George McGovern, the former U.S. Senator from South Dakota who won the Democratic presidential nomination in 1972, has died, according to a statement from his family. He was 90.

“We are blessed to know that our father lived a long, successful and productive life advocating for the hungry, being a progressive voice for millions and fighting for peace,” the family statement said. After several years of health problems, McGovern had recently been moved to hospice care.

A vocal opponent of the Vietnam war, McGovern ran against, and lost in a record landslide to, Richard Nixon in 1972. The New York Times further highlighted McGovern’s commitment to progressive ideas:

To the liberal Democratic faithful, Mr.
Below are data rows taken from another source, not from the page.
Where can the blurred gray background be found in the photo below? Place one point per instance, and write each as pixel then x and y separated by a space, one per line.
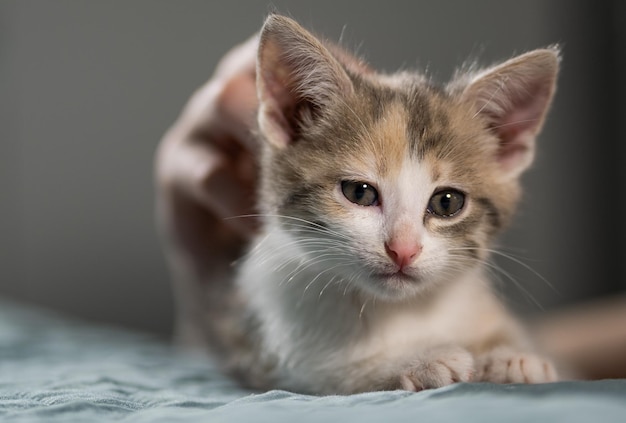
pixel 88 88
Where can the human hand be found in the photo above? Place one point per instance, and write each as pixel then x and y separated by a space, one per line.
pixel 206 172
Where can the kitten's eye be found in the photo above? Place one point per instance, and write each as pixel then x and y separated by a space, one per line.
pixel 360 193
pixel 446 203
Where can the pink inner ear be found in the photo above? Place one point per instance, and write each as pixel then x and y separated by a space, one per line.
pixel 517 128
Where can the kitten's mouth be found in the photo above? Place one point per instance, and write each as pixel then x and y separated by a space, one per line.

McGovern remained a standard-bearer well into his old age, writing and lecturing even as his name was routinely invoked by conservatives as synonymous with what they considered the failures of liberal politics.

He never retreated from those ideals, however, insisting on a strong, “progressive” federal government to protect the vulnerable and expand economic opportunity while asserting that history would prove him correct in his opposing not only what he called “the tragically mistaken American war in Vietnam” but also the American invasions of Iraq and Afghanistan.

McGovern represented his state in Congress for more than 20 years, both in the Senate and the House. In 2000, ABC News notes, McGovern and Sen. Bob Dole “established the George McGovern-Robert Dole International Food for Education and Nutrition Program in 2000 to provide meals to children in the United States and around the world.”